Some trips are quests, some are for a change of scenery, and some result from viriditaphobia. Yes, that's a real word meaning "fear of weeds".
This summer's abundant rains fueled a massive overgrowth. Dennis and I spent three weeks pulling weeds, covering the yard with 600 square feet of landscaping cloth,
and then topping it off with another four tons of pea gravel. By the time we were done, we had hauled more than 1200 pounds of weeds and brush to the dump.
Time for a ROAD TRIP!!!
For at least a decade, I've been obsessed with Snow Lake, an improbable body of water at 7313 feet in the far reaches of the Gila National Forest.
We stopped off briefly there in 2016, on the tail-end of a backpacking trip to Mineral Creek.
I was fascinated to learn that the trail along the Middle Fork of the Gila River takes off here, just below the dam. With our favorite travel buddy Ann H., we hatched a plan
to camp at Snow Lake and hike the Middle Fork Trail.
We had planned to take the Four Wheel Campers, but switched to the RV when a last minute health issue made us reluctant to leave the cats at home.
We were surprised to learn that we could avoid the truly terrifying section of Bursum Road near Mogollon by approaching the back way via Reserve.
The Reserve-Beaverhead Road is rough with some serious potholes, but quite manageable with the RV (and a careful driver). We rolled into Snow Lake around sunset, through a carpet of thigh-high
It was a deliciously cool night, and we awoke inside a cloud — a thick pea soup of fog worthy of an Autumn morning in Vermont!
Dyna waking up under a blanket of fog.
Ann and Turtle Truck, ready for adventure!
When the fog lifted, oh my, what a view! Scroll for a panorama.
The Middle Fork
We headed downstream below the dam, delighted to find the trail in excellent condition, probably because it's a popular alternate route for the Continental Divide
Trail. Snow Lake is often cited as the source of the Middle Fork of the Gila River, but it's actually Gilita Creek, which flows into the Middle Fork about a half mile below the dam,
that supplies most of the water. We encountered a sizable beaver dam just below the Gilita, with few options but to turn back or tiptoe very carefully
across the dam. Photo by Ann H.
As everywhere in the Gila, there are countless stream crossings. Cat-like, Dennis tries hard to keep his feet dry!
The trail travels through a mature ponderosa pine forest, with very little underbrush. It reminded us of what the trail to Jordan Hot Springs was like
before fires and floods turned it into a boulder field.
There were deep pools aplenty, some of them with trout more than a foot long.
Growing alongside the stream was a single, absolutely perfect Christmas tree. Could it be an Engelmann Spruce?
Dense forest alternates with vast green meadows, now deliriously awash in summer wildflowers. Ann and I were able to identify more than 40 different species.

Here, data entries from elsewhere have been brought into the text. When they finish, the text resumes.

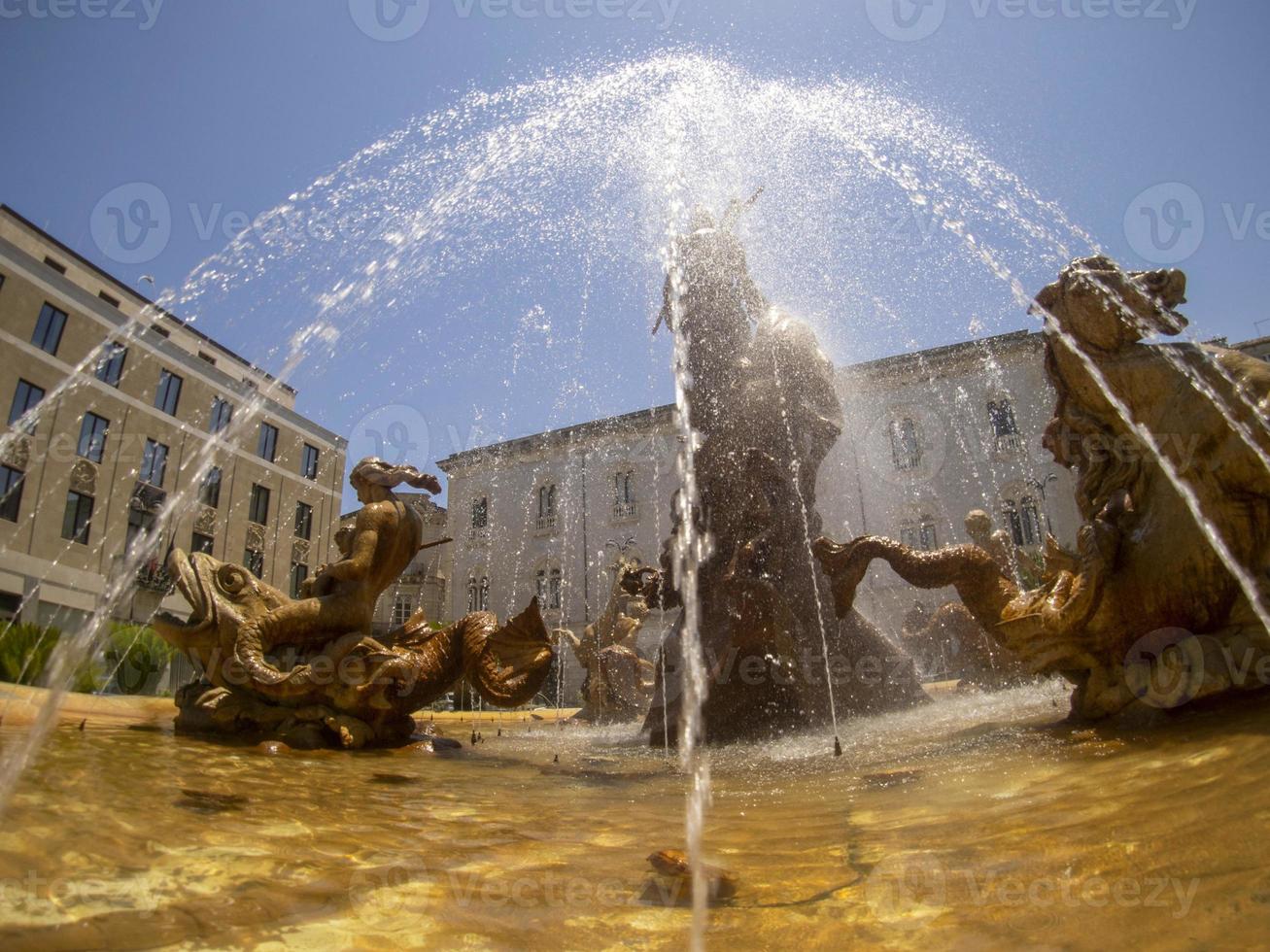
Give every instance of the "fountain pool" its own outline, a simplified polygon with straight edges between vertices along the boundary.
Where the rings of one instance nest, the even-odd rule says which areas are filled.
[[[941,696],[852,721],[841,759],[820,735],[716,750],[707,859],[738,892],[706,941],[1259,942],[1257,702],[1123,734],[1058,724],[1066,698],[1057,683]],[[627,727],[504,720],[503,737],[452,754],[283,757],[62,729],[0,833],[0,942],[679,947],[691,911],[640,897],[646,856],[682,845],[667,819],[683,783]]]

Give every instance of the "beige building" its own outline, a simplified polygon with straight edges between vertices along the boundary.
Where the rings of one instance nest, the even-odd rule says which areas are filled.
[[[113,611],[136,619],[161,600],[187,608],[166,595],[173,545],[286,592],[337,557],[345,440],[296,413],[292,388],[4,206],[0,343],[4,614],[72,627],[130,543],[146,560]],[[180,490],[188,505],[156,526]]]
[[[447,545],[438,545],[446,536],[447,513],[432,501],[432,496],[423,493],[396,493],[396,496],[423,519],[424,547],[375,604],[373,631],[377,635],[401,627],[420,608],[428,621],[453,619],[450,611],[450,566],[453,553]],[[356,512],[347,513],[340,518],[340,526],[351,527],[356,519]]]

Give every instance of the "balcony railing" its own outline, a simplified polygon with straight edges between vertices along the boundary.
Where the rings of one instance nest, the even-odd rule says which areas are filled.
[[[137,569],[137,588],[146,589],[147,592],[159,592],[164,595],[170,594],[175,588],[175,583],[171,576],[168,575],[168,569],[161,559],[150,559],[141,564]]]
[[[639,518],[639,504],[638,503],[613,503],[613,519],[616,522],[627,522],[630,519]]]

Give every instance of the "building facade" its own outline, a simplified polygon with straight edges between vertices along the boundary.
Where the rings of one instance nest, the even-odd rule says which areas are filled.
[[[443,459],[453,617],[507,618],[537,595],[547,627],[580,632],[608,603],[618,553],[657,564],[677,456],[672,407],[662,406]],[[641,644],[657,644],[662,621],[654,613]]]
[[[0,341],[4,614],[74,627],[128,551],[142,570],[113,609],[136,621],[160,602],[187,609],[166,594],[170,546],[288,593],[337,557],[347,442],[296,413],[293,390],[3,206]],[[188,504],[157,526],[177,493]]]
[[[428,621],[448,622],[455,616],[450,603],[450,566],[453,553],[444,542],[448,514],[423,493],[396,493],[398,499],[411,506],[423,520],[423,548],[401,578],[386,589],[375,603],[376,635],[399,628],[423,609]],[[347,513],[342,527],[352,527],[357,513]]]

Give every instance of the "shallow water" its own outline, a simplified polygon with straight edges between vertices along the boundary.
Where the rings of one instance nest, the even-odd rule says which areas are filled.
[[[823,736],[715,751],[706,849],[739,892],[707,943],[1260,944],[1264,701],[1137,734],[1064,710],[1060,685],[950,696],[843,725],[837,760]],[[0,947],[682,947],[690,910],[640,899],[682,847],[678,768],[631,729],[495,732],[268,758],[60,730],[0,833]]]

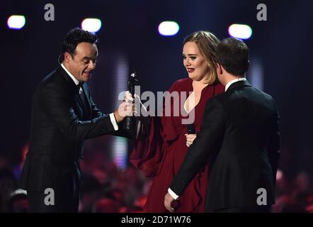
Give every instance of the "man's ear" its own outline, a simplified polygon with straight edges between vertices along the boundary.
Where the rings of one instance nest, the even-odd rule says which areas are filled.
[[[217,70],[217,73],[222,74],[223,73],[223,68],[222,65],[219,63],[216,63],[216,70]]]
[[[69,54],[69,52],[65,52],[64,53],[64,61],[68,62],[69,61],[69,59],[72,58],[72,55]]]

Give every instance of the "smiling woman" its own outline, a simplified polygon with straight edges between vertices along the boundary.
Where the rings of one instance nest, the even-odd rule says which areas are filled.
[[[183,65],[188,78],[176,81],[169,89],[183,94],[192,94],[184,103],[185,111],[194,115],[195,132],[200,131],[207,101],[224,92],[217,79],[215,53],[219,40],[207,31],[197,31],[188,36],[183,47]],[[169,94],[170,96],[171,94]],[[174,113],[174,101],[171,101],[171,113]],[[164,196],[170,183],[192,144],[196,134],[187,135],[188,125],[183,124],[189,116],[166,116],[164,106],[161,117],[149,117],[147,126],[149,130],[141,131],[130,155],[130,162],[154,177],[145,205],[148,212],[166,212]],[[188,137],[187,137],[188,136]],[[193,179],[185,192],[180,195],[175,212],[203,212],[207,189],[207,165]],[[174,195],[173,195],[174,196]],[[172,204],[173,206],[173,204]]]

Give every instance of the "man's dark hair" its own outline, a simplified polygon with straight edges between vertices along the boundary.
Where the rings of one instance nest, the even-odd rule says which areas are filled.
[[[218,44],[215,55],[216,62],[233,75],[243,76],[248,70],[249,48],[239,39],[224,39]]]
[[[95,33],[82,30],[79,28],[73,28],[67,34],[63,41],[62,53],[69,52],[73,56],[77,45],[80,43],[97,43],[97,35]]]

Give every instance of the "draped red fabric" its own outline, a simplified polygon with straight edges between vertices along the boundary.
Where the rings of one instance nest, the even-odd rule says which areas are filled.
[[[178,95],[179,99],[176,101],[180,102],[181,92],[187,92],[186,98],[193,92],[192,83],[190,78],[179,79],[169,92]],[[196,133],[200,131],[207,101],[224,91],[224,87],[220,84],[208,85],[202,91],[201,99],[193,110]],[[166,105],[162,109],[163,116],[146,118],[130,156],[131,163],[144,171],[146,176],[153,177],[145,205],[147,212],[167,212],[164,206],[164,196],[188,152],[184,135],[187,125],[182,123],[182,119],[188,118],[183,107],[186,99],[183,99],[178,106],[174,105],[173,100],[171,99],[171,116],[165,116]],[[173,116],[174,107],[177,106],[181,109],[179,115]],[[204,211],[208,170],[207,165],[203,167],[179,196],[180,206],[176,212]]]

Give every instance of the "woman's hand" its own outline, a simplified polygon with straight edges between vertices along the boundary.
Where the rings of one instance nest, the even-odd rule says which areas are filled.
[[[193,144],[193,140],[197,138],[197,134],[185,134],[186,145],[189,148]]]

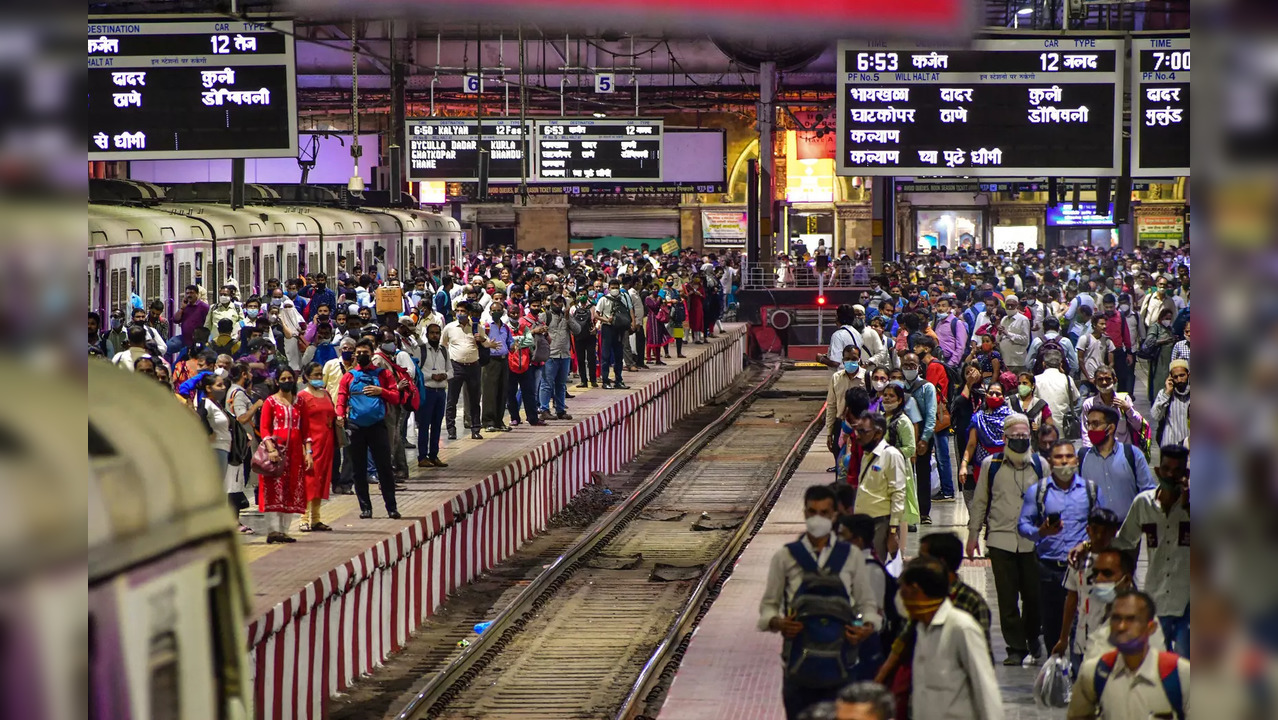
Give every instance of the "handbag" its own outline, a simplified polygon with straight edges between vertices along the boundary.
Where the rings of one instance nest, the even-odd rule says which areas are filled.
[[[276,440],[275,449],[280,453],[279,462],[271,460],[271,451],[267,449],[266,442],[259,442],[257,450],[253,451],[253,472],[261,474],[262,477],[280,477],[289,467],[289,448]]]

Mexican Hat or Prairie Coneflower.
We turned back about four miles out, near the site of an old cabin, vowing to return and backpack to Iron Mesa. Photo by Ann H.
The next day we continued east to Aeroplane Mesa, so named because during World War II, US Army pilots on training missions would sometimes land here
and hike down to the river to fish.
On a lark, we hiked to the summits of a pair of mountains above the campground. Scroll for a panorama of a stunning view from an unnamed peak (8159').
Dennis and I are on the far right. Photo by Ann H.
We broke up the long drive home with a survey of Rainy Mesa, with a few stops along the way.
Left: An old phone booth near Negrito Work Center. Right: Upright Blue Beardtongue.
We camped near where a trail once followed abandoned FR 178, but both the road and the
trail are long gone. Photo by Ann H.
There's so much more to explore, including Ewe Canyon, the most beautiful park I've ever seen. This vast green meadow may actually be the southernmost
extension of the Plains of San Agustin. Scroll to see Ann, out standing in her field!
Meanwhile Elio seems to be slowly improving, and delighted in a couple of long walks at our campsites.